Have you ever taken off in an aircraft without your seat belt on? Chances are never, unless you have sneakily opened it after the final checks have been completed by the cabin crew. Though a mundane task, which the flight savvy population by now are already adhering to, you will still never miss the airline staff making their rounds, checking every passenger has their seat belts on. It takes them around 5 minutes to do a quick visual check, and despite demanding customers, several tasks to be completed before readying for take-off, they never skip this routine. Why? Because a Seat Belt can save a passenger from grievous harm in case of severe turbulence or any other casualty.
We have several equivalents of a ‘Seat Belt’ in the Healthcare industry, with ‘TIME – OUT’ beign one such example. It’s the difference between a safe and unsafe surgical practice. Just a couple of minutes spent doing a Time -Out will prevent wrong patient, wrong site and wrong surgery. If this simple check can prevent such grievous outcomes, why are many Operating Room team still reluctant to do this religiously? Is overconfidence and reliance on others down the line making surgeons reluctant to follow the practice?
Often, the airline industry outcomes are looked up to in the healthcare industry, their safety norms are lauded.
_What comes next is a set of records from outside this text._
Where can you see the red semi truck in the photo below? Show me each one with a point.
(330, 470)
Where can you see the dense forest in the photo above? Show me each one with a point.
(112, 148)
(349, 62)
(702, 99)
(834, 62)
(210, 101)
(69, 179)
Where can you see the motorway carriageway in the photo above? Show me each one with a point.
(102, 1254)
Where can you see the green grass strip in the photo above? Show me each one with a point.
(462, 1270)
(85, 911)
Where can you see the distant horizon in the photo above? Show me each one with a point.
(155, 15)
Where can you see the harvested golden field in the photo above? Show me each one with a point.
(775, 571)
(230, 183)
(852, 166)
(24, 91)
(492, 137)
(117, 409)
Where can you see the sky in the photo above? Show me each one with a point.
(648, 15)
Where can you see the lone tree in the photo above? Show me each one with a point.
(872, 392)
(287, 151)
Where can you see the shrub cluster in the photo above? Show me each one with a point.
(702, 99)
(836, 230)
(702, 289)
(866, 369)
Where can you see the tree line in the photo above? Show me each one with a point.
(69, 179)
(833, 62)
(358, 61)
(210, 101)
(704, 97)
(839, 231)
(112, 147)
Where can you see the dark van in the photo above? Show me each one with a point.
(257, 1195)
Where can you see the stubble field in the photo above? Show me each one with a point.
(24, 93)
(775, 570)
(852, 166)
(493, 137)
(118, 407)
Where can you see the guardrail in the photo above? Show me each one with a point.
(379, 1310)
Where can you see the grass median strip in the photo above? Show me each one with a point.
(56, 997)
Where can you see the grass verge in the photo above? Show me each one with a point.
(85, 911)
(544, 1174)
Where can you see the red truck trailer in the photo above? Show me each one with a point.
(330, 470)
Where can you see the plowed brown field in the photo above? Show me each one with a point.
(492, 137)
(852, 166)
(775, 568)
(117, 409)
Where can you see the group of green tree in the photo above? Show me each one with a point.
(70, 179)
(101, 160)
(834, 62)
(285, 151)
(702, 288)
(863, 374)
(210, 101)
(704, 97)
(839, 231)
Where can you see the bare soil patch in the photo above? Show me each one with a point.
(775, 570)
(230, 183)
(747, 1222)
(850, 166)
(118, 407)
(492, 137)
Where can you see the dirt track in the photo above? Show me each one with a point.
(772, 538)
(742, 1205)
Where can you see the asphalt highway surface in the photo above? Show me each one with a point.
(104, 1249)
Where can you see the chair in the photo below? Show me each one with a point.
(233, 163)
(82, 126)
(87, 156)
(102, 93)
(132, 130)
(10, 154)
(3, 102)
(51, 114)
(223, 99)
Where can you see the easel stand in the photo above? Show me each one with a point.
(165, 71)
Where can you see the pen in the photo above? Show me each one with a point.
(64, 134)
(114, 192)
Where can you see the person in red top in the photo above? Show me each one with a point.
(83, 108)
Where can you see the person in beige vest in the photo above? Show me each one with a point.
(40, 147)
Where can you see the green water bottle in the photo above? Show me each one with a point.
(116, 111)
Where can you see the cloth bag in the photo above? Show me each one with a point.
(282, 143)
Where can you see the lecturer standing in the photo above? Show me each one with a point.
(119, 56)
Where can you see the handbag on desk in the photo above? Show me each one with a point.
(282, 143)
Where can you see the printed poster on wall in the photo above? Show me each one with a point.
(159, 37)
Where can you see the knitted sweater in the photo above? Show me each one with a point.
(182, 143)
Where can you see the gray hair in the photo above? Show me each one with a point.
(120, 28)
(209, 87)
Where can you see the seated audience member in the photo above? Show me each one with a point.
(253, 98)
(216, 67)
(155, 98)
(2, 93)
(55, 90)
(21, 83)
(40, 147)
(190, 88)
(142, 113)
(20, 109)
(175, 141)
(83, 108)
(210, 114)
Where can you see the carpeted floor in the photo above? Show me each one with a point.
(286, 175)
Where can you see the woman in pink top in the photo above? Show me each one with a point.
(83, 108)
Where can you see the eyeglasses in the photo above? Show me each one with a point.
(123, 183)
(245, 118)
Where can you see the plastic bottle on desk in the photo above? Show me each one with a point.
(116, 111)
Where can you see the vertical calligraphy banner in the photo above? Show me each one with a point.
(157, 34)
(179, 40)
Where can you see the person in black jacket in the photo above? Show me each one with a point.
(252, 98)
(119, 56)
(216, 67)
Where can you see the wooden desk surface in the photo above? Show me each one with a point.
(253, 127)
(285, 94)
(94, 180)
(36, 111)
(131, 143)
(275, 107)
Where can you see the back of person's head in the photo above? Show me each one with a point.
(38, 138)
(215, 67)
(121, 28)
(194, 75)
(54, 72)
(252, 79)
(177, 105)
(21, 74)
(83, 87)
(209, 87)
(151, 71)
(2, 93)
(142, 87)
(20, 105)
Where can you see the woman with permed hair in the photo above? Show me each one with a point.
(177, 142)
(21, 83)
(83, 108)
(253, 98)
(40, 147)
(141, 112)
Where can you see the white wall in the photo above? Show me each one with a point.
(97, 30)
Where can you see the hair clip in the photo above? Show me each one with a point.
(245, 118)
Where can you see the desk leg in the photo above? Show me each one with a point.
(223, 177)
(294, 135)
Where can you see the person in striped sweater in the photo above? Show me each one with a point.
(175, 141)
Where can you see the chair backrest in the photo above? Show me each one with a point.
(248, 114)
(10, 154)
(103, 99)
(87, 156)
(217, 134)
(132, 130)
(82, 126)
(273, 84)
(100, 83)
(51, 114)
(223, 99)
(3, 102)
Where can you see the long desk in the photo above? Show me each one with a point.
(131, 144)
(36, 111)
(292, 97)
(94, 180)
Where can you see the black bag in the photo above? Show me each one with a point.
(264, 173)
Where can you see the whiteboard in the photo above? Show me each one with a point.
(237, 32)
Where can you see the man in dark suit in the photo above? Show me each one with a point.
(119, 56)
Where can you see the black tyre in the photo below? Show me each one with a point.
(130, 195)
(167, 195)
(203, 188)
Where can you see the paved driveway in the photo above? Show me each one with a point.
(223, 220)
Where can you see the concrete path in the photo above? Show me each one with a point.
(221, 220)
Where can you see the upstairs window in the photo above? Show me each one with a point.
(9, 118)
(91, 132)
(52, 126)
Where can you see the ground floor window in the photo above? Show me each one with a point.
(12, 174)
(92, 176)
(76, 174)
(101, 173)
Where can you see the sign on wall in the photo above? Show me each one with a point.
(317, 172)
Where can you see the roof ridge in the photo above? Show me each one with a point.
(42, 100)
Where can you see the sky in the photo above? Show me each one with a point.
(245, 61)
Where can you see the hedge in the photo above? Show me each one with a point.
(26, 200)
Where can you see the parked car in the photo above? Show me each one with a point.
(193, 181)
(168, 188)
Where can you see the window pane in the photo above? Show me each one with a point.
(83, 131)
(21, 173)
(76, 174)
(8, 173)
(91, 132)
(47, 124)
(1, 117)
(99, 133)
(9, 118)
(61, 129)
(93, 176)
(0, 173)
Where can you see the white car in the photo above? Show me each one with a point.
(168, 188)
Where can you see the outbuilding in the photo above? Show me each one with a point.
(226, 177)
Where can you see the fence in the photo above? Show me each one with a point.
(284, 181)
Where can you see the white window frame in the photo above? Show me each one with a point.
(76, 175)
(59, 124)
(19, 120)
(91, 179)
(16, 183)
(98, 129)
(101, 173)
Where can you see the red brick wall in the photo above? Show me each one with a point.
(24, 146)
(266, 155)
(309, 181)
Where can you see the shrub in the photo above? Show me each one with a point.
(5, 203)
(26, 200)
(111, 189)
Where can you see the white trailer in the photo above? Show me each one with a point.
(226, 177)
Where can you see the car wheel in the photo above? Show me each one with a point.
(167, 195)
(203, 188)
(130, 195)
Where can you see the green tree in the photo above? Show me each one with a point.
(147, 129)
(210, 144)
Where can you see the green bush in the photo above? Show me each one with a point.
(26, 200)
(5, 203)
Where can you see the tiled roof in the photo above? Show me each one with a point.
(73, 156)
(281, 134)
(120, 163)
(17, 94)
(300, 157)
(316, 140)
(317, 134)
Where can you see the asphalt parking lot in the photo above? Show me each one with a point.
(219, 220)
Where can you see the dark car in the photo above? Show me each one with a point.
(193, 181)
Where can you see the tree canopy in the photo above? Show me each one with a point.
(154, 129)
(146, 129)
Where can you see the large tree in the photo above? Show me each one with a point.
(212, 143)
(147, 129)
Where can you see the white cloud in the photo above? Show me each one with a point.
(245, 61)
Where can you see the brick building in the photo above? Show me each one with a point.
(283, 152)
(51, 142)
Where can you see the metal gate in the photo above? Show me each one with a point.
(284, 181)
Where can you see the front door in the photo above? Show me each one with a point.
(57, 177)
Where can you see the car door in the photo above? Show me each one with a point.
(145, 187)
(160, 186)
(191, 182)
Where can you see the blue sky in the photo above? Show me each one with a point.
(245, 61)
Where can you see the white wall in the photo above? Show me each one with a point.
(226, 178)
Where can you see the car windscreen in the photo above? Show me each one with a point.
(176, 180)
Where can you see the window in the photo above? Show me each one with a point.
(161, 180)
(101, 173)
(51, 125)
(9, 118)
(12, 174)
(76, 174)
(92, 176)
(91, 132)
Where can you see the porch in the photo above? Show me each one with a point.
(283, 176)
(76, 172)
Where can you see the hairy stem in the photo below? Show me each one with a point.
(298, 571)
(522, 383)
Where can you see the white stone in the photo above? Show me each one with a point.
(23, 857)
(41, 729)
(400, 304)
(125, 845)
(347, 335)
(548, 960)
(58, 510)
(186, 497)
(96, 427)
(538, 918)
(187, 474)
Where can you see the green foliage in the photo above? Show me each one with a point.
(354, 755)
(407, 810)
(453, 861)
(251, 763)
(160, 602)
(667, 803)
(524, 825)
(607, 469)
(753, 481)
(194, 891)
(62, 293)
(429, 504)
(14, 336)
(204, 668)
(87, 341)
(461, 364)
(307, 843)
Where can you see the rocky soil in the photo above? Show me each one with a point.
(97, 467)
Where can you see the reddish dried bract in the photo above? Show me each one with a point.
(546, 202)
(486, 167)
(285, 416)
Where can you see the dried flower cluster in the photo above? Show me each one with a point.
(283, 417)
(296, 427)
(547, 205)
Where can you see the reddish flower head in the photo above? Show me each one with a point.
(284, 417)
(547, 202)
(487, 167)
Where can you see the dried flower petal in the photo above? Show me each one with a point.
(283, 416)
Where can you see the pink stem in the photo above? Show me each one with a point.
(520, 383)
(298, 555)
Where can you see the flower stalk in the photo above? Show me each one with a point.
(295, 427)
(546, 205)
But the truth is, the healthcare industry is not far behind in safety protocols. The industry has tools and techniques to make the environment and processes safe for the patients. Tools like the WHO’s Safe Surgery Checklist is a key example of the same. However, there is one thing that differentiates the Healthcare industry leading to higher safety incidents, and that is the attitude towards these tools and techniques.
When an airline accident happens, the breaches in safety protocols are broadcast on media for all to know. In contrast, in healthcare, such breaches are often not known beyond the treating or operating teams. With teams who have harmed a patient due to negligence not coming forward and talking about it, these is a false perception that these occurrences are rare. This sets forth a cyclical process where the healthcare teams are unaware of the possibility of mistakes due to negligence until it is one of their own cases. Hence learning from others mistakes does not happen as frequently as it should. Not many doctors come forth and say – “I missed doing a sponge count resulting in a re-exploration”. More openness in sharing of information on near misses and incidents can mean the real statistics on the possibilities would emerge, resulting in better adherence to safety protocols.
For healthcare to reach high levels of safety, we need to pay attention to all the ‘seat-belts’ in our system and be open to share consequences of negligence. Together these two things could help propel us towards a safer hospital.